If you think Japan is all neon lights, pachinko parlours and sprawling cities, think again. Here Buddhism sits alongside the frenetic pace of modern life like the perfect ying to its yang. And if you really want to experience it, there’s one place you need to go: the mountainside monasteries of Koya-san.

Tucked up in my tatami bed early that night, it was hard to imagine we’d been in Kyoto that morning. On a much-anticipated trip to Japan, I’d somehow convinced my husband to trade in our comfortable guesthouse for a tatami-mat room, our favourite sushi restaurant for a vegetarian dinner, and holiday sleep-ins to join monks for early morning prayers.

Still, it wasn’t all hard going. Many of the more dedicated enter Koya-san via the ‘walk of life’, an 88-temple pilgrimage retracing the footsteps of the eighth-century monk and scholar Kobo-Daishi. It can take well over a month to complete the 1200 km circuit on foot, but we’d chosen to take the train instead. That morning we’d whizzed out of Kyoto, through Osaka and boarded a cable car that cut a swathe through the giant cedars adorning the mountains. While you could visit in a day, Mount Koya’s charged atmosphere is best experienced with an overnight stay in one of its 53 monasteries that have opened their doors to visitors. We’d secured a night at Muryoko, in a place renowned for its preparation of shojin ryori: a multi-course meal that’s prepared without meat, fish, onion or garlic.

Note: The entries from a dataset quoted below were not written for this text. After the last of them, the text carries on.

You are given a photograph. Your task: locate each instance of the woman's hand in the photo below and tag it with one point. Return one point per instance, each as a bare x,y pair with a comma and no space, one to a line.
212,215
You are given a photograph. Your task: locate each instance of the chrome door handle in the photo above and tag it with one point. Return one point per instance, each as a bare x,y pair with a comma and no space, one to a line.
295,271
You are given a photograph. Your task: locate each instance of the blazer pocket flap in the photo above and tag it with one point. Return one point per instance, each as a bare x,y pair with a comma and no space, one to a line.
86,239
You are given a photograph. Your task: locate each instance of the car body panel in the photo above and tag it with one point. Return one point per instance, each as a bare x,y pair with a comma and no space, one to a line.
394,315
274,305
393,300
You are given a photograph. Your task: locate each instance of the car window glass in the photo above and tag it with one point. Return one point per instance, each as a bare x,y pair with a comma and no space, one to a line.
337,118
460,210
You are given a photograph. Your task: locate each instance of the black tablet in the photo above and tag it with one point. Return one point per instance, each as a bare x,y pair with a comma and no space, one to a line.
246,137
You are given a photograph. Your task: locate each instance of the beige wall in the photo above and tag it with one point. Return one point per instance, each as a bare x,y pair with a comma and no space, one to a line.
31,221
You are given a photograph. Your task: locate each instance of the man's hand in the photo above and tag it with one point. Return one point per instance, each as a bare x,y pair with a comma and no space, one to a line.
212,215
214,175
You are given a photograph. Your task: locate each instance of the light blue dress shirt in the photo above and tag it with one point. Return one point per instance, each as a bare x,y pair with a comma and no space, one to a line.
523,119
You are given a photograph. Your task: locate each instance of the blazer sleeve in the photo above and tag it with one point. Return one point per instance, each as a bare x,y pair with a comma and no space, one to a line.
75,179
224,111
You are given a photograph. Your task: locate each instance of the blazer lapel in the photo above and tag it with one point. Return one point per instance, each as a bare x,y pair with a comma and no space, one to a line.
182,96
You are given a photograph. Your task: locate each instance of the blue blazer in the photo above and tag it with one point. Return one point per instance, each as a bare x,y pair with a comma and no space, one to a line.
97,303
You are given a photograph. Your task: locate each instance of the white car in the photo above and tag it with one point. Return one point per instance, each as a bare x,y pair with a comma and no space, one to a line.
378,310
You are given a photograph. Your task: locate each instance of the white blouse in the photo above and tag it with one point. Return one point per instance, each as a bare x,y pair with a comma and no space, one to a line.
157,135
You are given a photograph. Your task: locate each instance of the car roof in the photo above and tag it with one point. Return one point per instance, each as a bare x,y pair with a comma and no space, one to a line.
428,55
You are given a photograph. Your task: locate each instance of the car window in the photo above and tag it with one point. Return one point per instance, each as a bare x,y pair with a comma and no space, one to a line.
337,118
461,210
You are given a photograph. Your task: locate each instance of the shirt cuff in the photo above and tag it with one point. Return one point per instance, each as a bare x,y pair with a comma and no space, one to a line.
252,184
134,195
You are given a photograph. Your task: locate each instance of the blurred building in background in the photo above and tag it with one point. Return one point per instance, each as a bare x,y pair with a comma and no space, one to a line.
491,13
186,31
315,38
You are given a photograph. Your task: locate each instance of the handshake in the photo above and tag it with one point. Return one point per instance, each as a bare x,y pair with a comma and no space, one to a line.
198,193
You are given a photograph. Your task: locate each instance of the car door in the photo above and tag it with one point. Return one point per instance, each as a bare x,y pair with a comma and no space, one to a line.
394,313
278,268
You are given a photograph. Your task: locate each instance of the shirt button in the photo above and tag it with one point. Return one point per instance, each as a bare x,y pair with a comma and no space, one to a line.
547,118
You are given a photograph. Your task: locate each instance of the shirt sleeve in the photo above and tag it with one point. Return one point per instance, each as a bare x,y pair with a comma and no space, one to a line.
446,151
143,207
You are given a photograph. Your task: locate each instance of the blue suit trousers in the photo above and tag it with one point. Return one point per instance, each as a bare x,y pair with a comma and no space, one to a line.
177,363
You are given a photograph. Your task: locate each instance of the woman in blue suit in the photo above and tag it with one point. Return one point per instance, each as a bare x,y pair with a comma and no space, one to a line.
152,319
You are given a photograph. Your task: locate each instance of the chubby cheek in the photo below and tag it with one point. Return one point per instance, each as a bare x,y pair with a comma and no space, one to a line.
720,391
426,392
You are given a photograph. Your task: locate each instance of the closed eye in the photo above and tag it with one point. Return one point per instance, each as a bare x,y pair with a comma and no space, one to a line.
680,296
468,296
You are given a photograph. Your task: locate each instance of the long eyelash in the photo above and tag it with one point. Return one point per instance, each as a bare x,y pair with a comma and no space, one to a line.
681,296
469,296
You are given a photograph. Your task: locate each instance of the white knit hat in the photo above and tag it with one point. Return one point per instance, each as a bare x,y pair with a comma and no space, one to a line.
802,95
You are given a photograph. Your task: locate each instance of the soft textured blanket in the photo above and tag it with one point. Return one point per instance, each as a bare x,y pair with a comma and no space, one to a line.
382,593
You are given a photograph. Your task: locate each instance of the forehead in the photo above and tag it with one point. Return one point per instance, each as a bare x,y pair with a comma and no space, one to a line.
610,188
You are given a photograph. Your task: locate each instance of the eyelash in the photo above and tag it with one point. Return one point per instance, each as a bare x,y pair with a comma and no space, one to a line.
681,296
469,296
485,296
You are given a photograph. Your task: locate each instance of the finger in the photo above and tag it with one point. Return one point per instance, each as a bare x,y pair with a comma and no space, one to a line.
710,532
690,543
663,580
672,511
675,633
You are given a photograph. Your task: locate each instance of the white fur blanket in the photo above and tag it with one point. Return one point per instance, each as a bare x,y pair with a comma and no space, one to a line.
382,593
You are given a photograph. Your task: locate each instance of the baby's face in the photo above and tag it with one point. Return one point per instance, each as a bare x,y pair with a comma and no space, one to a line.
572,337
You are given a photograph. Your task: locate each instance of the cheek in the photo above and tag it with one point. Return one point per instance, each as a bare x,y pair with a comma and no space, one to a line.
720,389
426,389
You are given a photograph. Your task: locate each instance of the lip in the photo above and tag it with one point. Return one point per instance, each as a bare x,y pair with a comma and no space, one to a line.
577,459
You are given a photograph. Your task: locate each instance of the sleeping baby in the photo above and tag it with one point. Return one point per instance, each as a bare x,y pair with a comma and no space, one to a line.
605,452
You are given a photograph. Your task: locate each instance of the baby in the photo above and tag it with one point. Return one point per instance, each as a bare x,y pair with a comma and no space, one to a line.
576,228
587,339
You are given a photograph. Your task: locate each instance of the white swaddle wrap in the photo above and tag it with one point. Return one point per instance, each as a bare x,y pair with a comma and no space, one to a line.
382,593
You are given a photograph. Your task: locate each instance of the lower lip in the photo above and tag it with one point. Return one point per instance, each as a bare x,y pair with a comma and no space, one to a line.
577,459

Check-in times are strictly adhered to – after we tracked down our monastery, a smiling navy-robed monk whisked our bags away and told us to be back by four. No visit to Mount Koya is complete without a wander through Oku-no-in, the cemetery and temple complex that winds through the dense forest, and so we set off to explore it all. By the time we reached the Toro-do, the main building at the top of the complex, the light was low in the autumn sky and wispy strands of mist had begun to curl around the thousands of tombs. Suddenly, the chanting of monks filled the air and, ever so slowly, the lanterns lining the path twinkled on, bathing the forest in a haze
of golden light.

It was one of those moments you hope to find when you’re travelling. But we were, as always, running late. It was now close to the designated check-in time, and there was an hour’s walk ahead of us. What followed was a less than peaceful sprint, a speedy check-in and a mountain of apologies. Despite the rush, there was still time for a pre-dinner bath. It’s easy to see why the Japanese love these giant baths. In that water, with hot steam dancing on the surface, the day slipped away. It was the perfect way to prepare for the main event: dinner.

After we were steamed, robed and waiting, a gong heralded the beginning of the meal. Two shaven-head monks slid open the paper door to our room carrying glossy black lacquer plates filled with an array of delicate dishes: tempura vegetables, silky tofu, miso soup, pickles, seaweed salads and wild potatoes. I’d had a hard time convincing my meat-loving husband that this meal would be something to look forward to, but it now rates as one of the best of our lives. After we finished slurping noodles, sipping tea and chomping through an impressive array of vegetables, the monks appeared again to whisk away the plates and lie out our beds for the nights. Tucked up tight, for the first time in more years than I can remember, we were sleeping soundly by nine.

And sleep we did. When the first gong sounded at 5:00 am neither of us stirred. When the second rang out at 5:30 am, I groggily opened an eye. Outside the door, the sound of feet shuffling to the meditation room was the only clue we’d slept in. Cursing as we jumped into crumpled clothes, we crept into the room as the doors were closing. Wrapped in a curtain of incense, one single drum began to beat and then chanting filled the room. It was as if a spell had been cast in that tiny space and for half an hour we sat there, watching the monks in the dancing candlelight as the sound rose and fell, dispersed by the occasional clash of a cymbal.

All too soon it was over and we shuffled back to our room in time for breakfast. Perhaps it was the pre-dawn wake-up, or even the cold mountain air, but that morning’s meal of green tea, pickles and rice was a little harder to stomach. Leaving the monastery as the first rays of daylight cut through the sky, I spied a warm artificial glow near the kitchen. I silently slipped my yen into the machine and two cans of hot chocolate clunked into the tray below. Thankfully, this was Japan, and even in a monastery on a sacred mountain you could find a vending machine.